Ex-Nissan exec Kelly, acquitted of most charges related to Ghosn’s pay, gets suspended sentence
16:44 JST, March 3, 2022
American Greg Kelly, a former Nissan Motor Co. executive who worked for the automaker’s then Chairman Carlos Ghosn, was given a suspended sentence by the Tokyo District Court on Thursday for underreporting Ghosn’s pay in financial reports.
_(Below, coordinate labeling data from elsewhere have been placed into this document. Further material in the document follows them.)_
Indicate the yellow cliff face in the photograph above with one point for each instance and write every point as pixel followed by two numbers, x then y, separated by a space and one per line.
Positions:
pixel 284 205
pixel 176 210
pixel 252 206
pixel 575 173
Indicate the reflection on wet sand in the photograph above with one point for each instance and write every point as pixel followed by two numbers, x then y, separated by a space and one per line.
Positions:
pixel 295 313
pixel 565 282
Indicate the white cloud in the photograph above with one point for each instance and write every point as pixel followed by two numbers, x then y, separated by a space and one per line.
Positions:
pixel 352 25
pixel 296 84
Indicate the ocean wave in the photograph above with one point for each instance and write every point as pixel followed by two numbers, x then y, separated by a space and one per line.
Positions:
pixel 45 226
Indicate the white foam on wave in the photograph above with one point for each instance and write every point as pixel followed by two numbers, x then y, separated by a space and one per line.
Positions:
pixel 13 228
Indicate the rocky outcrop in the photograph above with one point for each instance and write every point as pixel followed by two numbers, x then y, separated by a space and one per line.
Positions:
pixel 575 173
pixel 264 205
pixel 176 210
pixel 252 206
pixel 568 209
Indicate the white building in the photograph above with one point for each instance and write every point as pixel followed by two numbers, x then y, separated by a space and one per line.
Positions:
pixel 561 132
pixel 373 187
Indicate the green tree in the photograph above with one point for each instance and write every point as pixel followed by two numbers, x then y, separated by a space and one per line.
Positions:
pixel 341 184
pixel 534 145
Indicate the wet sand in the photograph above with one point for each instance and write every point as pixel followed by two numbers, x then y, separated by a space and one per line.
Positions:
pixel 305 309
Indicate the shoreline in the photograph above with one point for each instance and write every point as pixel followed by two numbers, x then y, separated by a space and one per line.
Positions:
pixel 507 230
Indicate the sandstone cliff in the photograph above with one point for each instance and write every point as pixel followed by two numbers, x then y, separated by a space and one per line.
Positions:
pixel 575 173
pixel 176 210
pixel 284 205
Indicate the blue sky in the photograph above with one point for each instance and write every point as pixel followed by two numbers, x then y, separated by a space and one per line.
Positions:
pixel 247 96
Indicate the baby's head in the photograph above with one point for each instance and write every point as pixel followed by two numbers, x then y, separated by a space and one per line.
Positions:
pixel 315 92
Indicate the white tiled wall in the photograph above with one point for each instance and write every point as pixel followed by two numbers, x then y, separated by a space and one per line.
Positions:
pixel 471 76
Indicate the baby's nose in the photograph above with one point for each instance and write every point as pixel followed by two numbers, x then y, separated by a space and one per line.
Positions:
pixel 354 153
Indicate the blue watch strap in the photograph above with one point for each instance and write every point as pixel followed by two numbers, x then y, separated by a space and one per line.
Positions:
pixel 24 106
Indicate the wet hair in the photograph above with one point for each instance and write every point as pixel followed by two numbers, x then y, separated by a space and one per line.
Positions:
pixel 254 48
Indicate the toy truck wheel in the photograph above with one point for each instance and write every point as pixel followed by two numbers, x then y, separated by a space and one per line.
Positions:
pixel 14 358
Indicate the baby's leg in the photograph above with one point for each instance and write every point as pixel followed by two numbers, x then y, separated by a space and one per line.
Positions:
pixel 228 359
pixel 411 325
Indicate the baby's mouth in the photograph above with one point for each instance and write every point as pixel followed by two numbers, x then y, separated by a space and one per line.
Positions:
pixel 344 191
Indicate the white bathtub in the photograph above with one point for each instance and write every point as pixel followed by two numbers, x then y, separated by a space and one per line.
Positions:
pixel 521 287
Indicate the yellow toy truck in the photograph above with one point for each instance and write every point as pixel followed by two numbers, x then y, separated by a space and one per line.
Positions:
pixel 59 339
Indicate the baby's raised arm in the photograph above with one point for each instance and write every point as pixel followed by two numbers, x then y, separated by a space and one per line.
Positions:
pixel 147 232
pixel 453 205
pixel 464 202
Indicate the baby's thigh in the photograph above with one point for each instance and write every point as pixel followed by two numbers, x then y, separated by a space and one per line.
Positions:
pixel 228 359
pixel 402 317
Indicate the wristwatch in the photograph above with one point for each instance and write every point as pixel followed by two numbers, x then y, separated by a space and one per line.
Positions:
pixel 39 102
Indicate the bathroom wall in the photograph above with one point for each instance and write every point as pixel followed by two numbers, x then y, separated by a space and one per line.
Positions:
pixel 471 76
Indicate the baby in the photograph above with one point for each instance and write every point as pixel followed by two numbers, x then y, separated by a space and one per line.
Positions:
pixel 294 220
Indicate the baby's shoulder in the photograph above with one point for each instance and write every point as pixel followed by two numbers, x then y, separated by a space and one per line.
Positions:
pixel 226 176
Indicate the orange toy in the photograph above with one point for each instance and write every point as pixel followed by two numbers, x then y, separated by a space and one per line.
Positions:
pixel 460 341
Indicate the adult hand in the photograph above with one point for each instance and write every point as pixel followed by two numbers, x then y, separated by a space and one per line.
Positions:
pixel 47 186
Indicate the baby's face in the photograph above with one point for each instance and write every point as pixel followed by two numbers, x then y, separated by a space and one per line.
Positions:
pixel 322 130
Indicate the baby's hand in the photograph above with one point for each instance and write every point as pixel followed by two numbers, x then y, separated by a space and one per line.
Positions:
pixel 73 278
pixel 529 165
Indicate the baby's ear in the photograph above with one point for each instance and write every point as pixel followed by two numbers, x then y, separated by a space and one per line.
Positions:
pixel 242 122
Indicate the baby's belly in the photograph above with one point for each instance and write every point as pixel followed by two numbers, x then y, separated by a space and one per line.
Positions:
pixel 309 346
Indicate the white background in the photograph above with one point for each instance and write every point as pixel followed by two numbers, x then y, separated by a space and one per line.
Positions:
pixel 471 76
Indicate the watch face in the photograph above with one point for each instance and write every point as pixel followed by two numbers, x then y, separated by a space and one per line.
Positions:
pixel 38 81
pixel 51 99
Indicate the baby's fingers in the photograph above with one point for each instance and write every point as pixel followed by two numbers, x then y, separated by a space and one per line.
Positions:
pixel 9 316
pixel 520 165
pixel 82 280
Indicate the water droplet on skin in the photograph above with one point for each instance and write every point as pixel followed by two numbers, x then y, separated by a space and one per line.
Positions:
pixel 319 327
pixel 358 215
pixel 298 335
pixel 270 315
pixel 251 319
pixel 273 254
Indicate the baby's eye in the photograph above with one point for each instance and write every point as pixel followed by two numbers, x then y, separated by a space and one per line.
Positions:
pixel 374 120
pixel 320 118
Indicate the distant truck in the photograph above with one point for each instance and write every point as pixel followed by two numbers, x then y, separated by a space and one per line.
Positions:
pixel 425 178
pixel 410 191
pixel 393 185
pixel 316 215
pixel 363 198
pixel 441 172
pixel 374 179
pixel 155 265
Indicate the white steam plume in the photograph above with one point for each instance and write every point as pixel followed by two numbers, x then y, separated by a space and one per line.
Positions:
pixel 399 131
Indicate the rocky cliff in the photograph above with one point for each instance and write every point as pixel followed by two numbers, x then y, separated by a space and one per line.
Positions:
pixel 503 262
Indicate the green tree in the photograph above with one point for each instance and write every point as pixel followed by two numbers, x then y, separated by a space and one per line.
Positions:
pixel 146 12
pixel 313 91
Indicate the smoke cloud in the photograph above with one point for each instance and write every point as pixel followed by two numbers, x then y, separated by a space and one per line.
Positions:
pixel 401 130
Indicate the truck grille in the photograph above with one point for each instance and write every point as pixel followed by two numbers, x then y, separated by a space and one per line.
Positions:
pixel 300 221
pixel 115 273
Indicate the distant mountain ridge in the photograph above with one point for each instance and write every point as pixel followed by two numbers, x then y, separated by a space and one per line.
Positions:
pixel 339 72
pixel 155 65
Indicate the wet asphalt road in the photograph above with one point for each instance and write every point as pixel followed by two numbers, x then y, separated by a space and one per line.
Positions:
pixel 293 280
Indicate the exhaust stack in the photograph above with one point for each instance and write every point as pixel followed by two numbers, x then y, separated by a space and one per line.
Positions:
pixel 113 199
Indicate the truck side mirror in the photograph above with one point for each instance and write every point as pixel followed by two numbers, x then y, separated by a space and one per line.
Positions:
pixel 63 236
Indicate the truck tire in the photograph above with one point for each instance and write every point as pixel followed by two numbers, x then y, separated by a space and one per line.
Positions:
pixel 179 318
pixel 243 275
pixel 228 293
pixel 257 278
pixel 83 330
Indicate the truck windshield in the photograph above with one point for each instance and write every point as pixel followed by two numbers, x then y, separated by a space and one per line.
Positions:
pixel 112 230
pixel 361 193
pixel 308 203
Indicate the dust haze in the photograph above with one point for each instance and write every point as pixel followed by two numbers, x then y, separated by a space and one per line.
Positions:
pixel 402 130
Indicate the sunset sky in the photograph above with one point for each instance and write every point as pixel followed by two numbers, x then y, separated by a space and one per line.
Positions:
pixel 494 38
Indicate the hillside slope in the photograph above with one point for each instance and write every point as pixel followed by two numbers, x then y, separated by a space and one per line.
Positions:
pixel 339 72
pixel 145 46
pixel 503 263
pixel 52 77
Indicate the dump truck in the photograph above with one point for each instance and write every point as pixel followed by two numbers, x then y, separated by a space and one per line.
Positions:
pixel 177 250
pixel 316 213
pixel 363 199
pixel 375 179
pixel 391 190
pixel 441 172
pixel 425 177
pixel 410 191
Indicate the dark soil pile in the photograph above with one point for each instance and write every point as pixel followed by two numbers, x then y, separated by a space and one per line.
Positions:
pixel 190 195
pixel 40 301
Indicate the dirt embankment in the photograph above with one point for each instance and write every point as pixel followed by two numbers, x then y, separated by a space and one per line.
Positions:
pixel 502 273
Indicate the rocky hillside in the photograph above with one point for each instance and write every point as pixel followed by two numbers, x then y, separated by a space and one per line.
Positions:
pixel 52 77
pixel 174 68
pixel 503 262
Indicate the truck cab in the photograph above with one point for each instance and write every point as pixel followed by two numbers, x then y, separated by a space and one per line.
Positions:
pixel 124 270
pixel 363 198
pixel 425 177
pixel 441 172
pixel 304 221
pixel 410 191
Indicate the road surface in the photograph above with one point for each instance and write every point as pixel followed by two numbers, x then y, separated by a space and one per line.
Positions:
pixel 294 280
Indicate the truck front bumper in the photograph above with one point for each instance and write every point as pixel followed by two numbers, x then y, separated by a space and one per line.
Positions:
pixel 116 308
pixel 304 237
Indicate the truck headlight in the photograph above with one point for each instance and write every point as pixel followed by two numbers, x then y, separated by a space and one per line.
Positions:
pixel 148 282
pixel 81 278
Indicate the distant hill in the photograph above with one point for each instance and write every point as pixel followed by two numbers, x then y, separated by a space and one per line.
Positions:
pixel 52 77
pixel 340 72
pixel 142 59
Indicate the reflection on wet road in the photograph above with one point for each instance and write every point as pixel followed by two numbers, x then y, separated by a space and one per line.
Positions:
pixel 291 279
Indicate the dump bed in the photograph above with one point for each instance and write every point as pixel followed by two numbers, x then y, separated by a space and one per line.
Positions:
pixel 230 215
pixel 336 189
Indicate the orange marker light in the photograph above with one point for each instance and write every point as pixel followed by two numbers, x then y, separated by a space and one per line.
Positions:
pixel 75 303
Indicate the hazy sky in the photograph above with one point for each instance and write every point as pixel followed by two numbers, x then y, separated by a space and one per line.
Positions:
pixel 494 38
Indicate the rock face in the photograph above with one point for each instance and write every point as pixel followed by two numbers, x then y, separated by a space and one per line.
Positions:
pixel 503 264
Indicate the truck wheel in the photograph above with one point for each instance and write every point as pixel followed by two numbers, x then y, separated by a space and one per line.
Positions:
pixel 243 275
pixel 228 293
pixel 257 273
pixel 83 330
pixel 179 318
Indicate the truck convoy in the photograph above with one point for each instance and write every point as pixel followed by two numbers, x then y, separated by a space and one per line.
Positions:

In his ruling of a six-month sentence suspended for three years, Presiding Judge Kenji Shimotsu said that Ghosn, 67, had “unpaid remuneration” that should have been disclosed according to the Financial Instruments and Exchange Law. Former Nissan Representative Director Kelly, 65, was found guilty of a part of the charges related to violating that law, but acquitted of most other charges.
Prosecutors had sought a two-year prison term for Kelly.
The court ordered Nissan, indicted based on a dual liability provision of the law, to pay a fine of ¥200 million, in line with what prosecutors had demanded.
Kelly had been indicted on charges of conspiracy with Ghosn and others to falsely state that Ghosn’s executive remuneration for the eight fiscal years through the end of March 2018 was about ¥7.9 billion in Nissan’s financial reports. This figure was about ¥9.1 billion lower than the ¥17 billion Ghosn was supposed to receive.
The court ruled that the total amount of Ghosn’s remuneration stated in the financial reports should have included the unpaid portion. It found that Ghosn and Toshiaki Onuma, another former Nissan executive, had conspired to make the false reports over the eight-year period. Onuma, 63, had entered a plea bargain with the special investigation squad of the Tokyo District Public Prosecutors Office, a system that was introduced in Japan in 2018.
Kelly, the court said, had been unaware of the “unpaid remuneration” entitled to Ghosn for the seven fiscal years through March 2017. It ruled that Kelly had conspired with Ghosn and others only for the reports for the fiscal year ending March 2018.
Ghosn has also been charged for aggravated breach of trust under the Companies Law for misuse of Nissan funds. Because Ghosn fled to Lebanon, no prospects are in sight for his trial.